Just by looking at the words “conditioned motivating operations” we can glean that a CMO is a UMO that is learned (or conditioned). In fact, a CMO is defined as a previously neutral event that either precedes or is paired with a UMO which then has an effect on future behavior.
A common mistake is to see this definition and immediately think of classical conditioning. There are similarities in the language but there are major differences. Do not be confused by this.
Like a conditioned stimulus (CS), a CMO has been paired with a neutral stimulus. But unlike a CS, a CMO not only affects behavior, it also alters the value of particular consequences. A CS does not alter the value of a consequence – only MOs do this.
The first CMO we will address is the CMO-S or surrogate CMO. Again, if we just look at the words, we can get an idea of what a surrogate CMO is. “Surrogate” by definition, is something that stands in, or substitutes for something else. So in the case of a CMO-S, it is something that substitutes or stands in for a UMO.
The simplest example of a CMO-S is the lunchtime routine and the clock. You eat lunch each day at 12:30 because you are typically hungry at 12:30. You do this routine for quite a while. Over time, seeing “12:30” on the clock becomes paired with the feeling of being hungry. Now, every day when you see the clock strike 12:30, you immediately open your desk drawer and pull out your lunch to eat. If seeing the clock strike 12:30 has become a CMO-S, you would actually “feel hungry”(how’s that for mentalistic language?) at 12:30, thereby making food “more valuable” and cause you to engage in behaviors in order to get food (open drawer and pull out lunch), even, if in fact, you weren’t that hungry.
Now why isn’t “12:30” an SD? Answer: Because the lunch is always available right there in your drawer, no matter what time it is. “12:30” isn’t signaling that reinforcement is available.
Can “12:30 be an SD?: Answer: In an alternative situation where the drawer was locked and at 12:30, it magically became unlocked, “12:30” may then be considered an SD, as it would signal that reinforcement is now available.

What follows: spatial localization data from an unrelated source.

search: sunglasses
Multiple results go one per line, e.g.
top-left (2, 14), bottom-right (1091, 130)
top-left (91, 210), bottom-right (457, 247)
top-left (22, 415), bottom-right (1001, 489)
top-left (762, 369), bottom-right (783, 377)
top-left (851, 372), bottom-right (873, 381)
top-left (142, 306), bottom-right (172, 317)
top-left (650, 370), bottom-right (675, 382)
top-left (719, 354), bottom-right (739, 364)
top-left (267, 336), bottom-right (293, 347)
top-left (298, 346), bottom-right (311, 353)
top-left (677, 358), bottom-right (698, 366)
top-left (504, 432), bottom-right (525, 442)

And now for the million dollar question: Why do we need to know this?
Answer: As behavior analysts, we are trained to evaluate and assess behavior on the basis of our direct observations. During my training, this was repeatedly pounded into me. Direct observation, parsimony, ABC…etc. At this point in time, UMOs are not directly observable but a CMO-S is. When confronted with behavior whose function is difficult to ascertain, expanding our level of observation and looking for CMOs can assist us in determining the function of complex behavior. While the concept may be difficult to grasp, CMOs are important in that they expand the behavior analyst's view of behavior and provide us with a more comprehensive understanding of why behavior occurs.
In the case of CMO-S, we need to be looking out for seemingly neutral stimuli in the environment that may be signaling to the behaver that at that moment, a particular reinforcer is more valuable (when it might not really be) and that engaging in a particular behavior to obtain that reinforcer will be more likely to occur.